Certaines Premières Nations établissent leurs propres règles d'adhésion, mais cela ne signifie pas nécessairement que les personnes qu'elles reconnaissent comme membres de leur Première Nation sont considérées comme telles par le gouvernement fédéral.

Quelle est la position du gouvernement fédéral ?

Le gouvernement fédéral a reconnu l'existence de problèmes liés aux règles actuelles, mais il tarde à mettre en œuvre des changements.
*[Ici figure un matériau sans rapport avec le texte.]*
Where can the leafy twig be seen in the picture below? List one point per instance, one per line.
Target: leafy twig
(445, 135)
Il dit poursuivre les consultations avec les Premières Nations afin de trouver une solution, malgré des décennies de plaidoyer de la part des Premières Nations qui estiment que le système ne répond pas à leurs besoins.

Le gouvernement fédéral a commencé à se pencher sur la question en 2018. Un rapport publié en 2019 indiquait que la limite de deux générations était une exigence des Premières Nations, mais qu'aucun consensus n'avait été trouvé quant à la marche à suivre.
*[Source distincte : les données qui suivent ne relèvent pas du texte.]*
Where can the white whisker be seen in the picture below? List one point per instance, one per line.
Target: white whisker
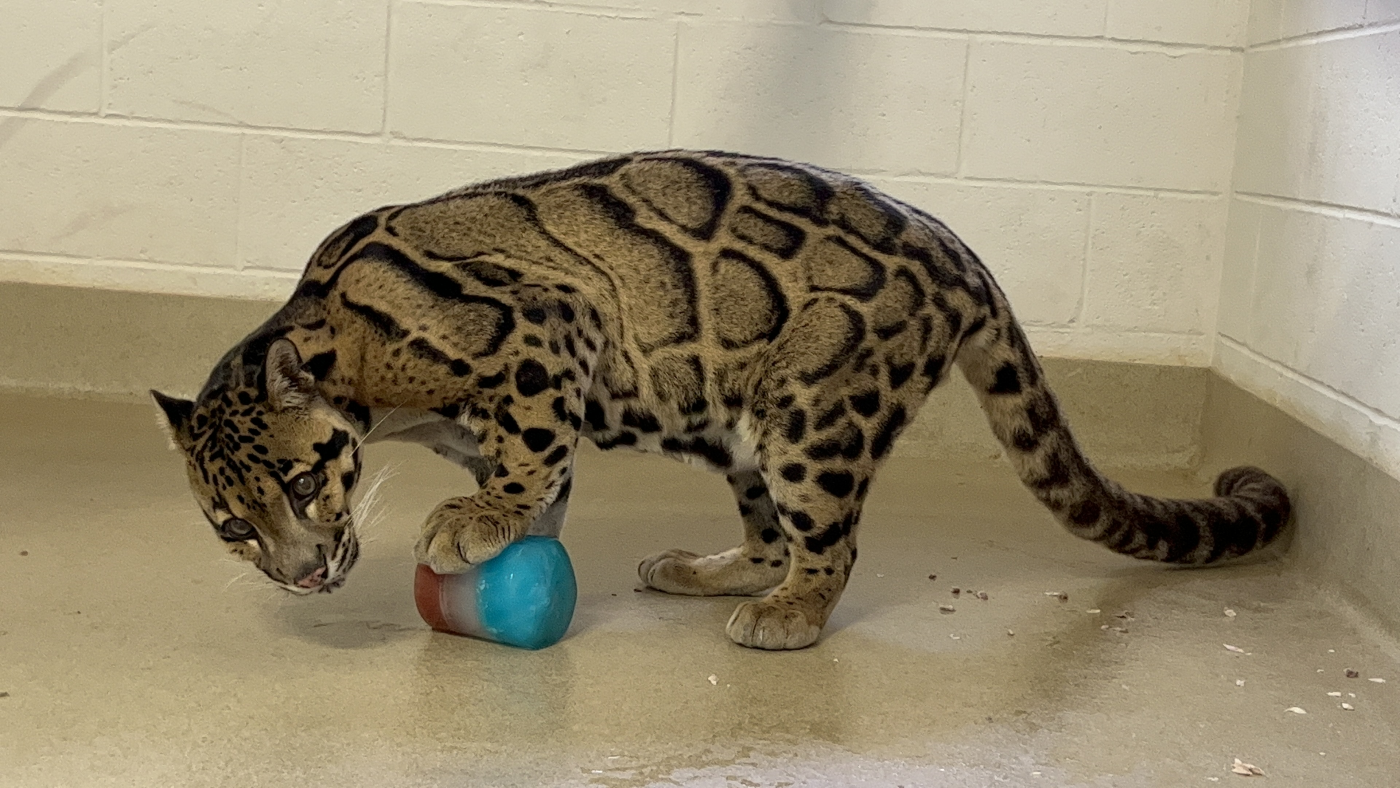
(375, 426)
(366, 514)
Depuis, les consultations entre Ottawa et les Premières Nations sur le sujet se poursuivent.

Mme Gull-Masty a mis en garde les sénateurs contre la modification du projet de loi S-2 visant à supprimer la limite de deux générations et leur a assuré qu'elle reviendrait avec un plan au début de l'année prochaine.

Les sénateurs n'ont pas tenu compte de cet avertissement et ont modifié le projet de loi pour supprimer la limite de deux générations et adopter la règle d'un seul parent. La loi ne deviendra loi qu'après avoir été adoptée par la Chambre des communes.

Mme Gull-Masty a fait valoir à La Presse Canadienne qu'elle croit que la question sera réglée et que le statut d'Indien en vertu de la Loi sur les Indiens n'est pas une question partisane.

«Il s'agit d'une question de droits de la personne, d'une question de droits des Autochtones, et nous devons la respecter dans ce contexte», a-t-elle affirmé.

Quelle est la position de l'APN ?

Dans une publication sur les réseaux sociaux faisant suite à l'amendement du projet de loi S-2 par les sénateurs, la cheffe nationale de l'Assemblée des Premières Nations (APN), Cindy Woodhouse Nepinak, a déclaré que les Premières Nations savent qui appartient à leurs communautés et qu'«il est temps que le Canada trouve une autre voie et respecte la citoyenneté et la souveraineté des Premières Nations sur leur population, leurs membres et leur peuple».

En décembre dernier, les chefs ont adopté des résolutions à l'APN demandant la mise en place d'un processus visant à abolir la limite de deux générations et à reconnaître la compétence des Premières Nations en matière de statut.

Des groupes régionaux des Premières Nations, dont l'Assemblée des Premières Nations de la Colombie-Britannique et l'Union des chefs indiens de la Colombie-Britannique, ont également réclamé l'élimination de cette limite.

Plusieurs groupes des Premières Nations ont salué les modifications apportées au projet de loi S-2 par les sénateurs. La Nation Anishinabek, qui représente 39 Premières Nations en Ontario, a félicité les sénateurs pour leur «courage» d'avoir modifié le projet de loi.

Que se passera-t-il si l'admissibilité est désormais basée sur la règle d'un seul parent ?

Si les amendements proposés au Sénat sont adoptés par la Chambre des communes, un nombre indéterminé de personnes pourraient obtenir le statut de membre des Premières Nations.

Bien que les amendements soient largement appuyés par les Premières Nations, certaines s'inquiètent de la perspective d'accueillir un nombre inconnu de nouveaux membres.

Le chef de la Première Nation Chippewas de Thames, Joe Miskokomon, a déclaré à La Presse Canadienne que, même s'il n'est pas opposé aux changements, il craint que Services aux Autochtones Canada n'augmente pas le financement pour soutenir les nouveaux membres, ce qui compliquerait la planification de nouveaux projets d'infrastructure.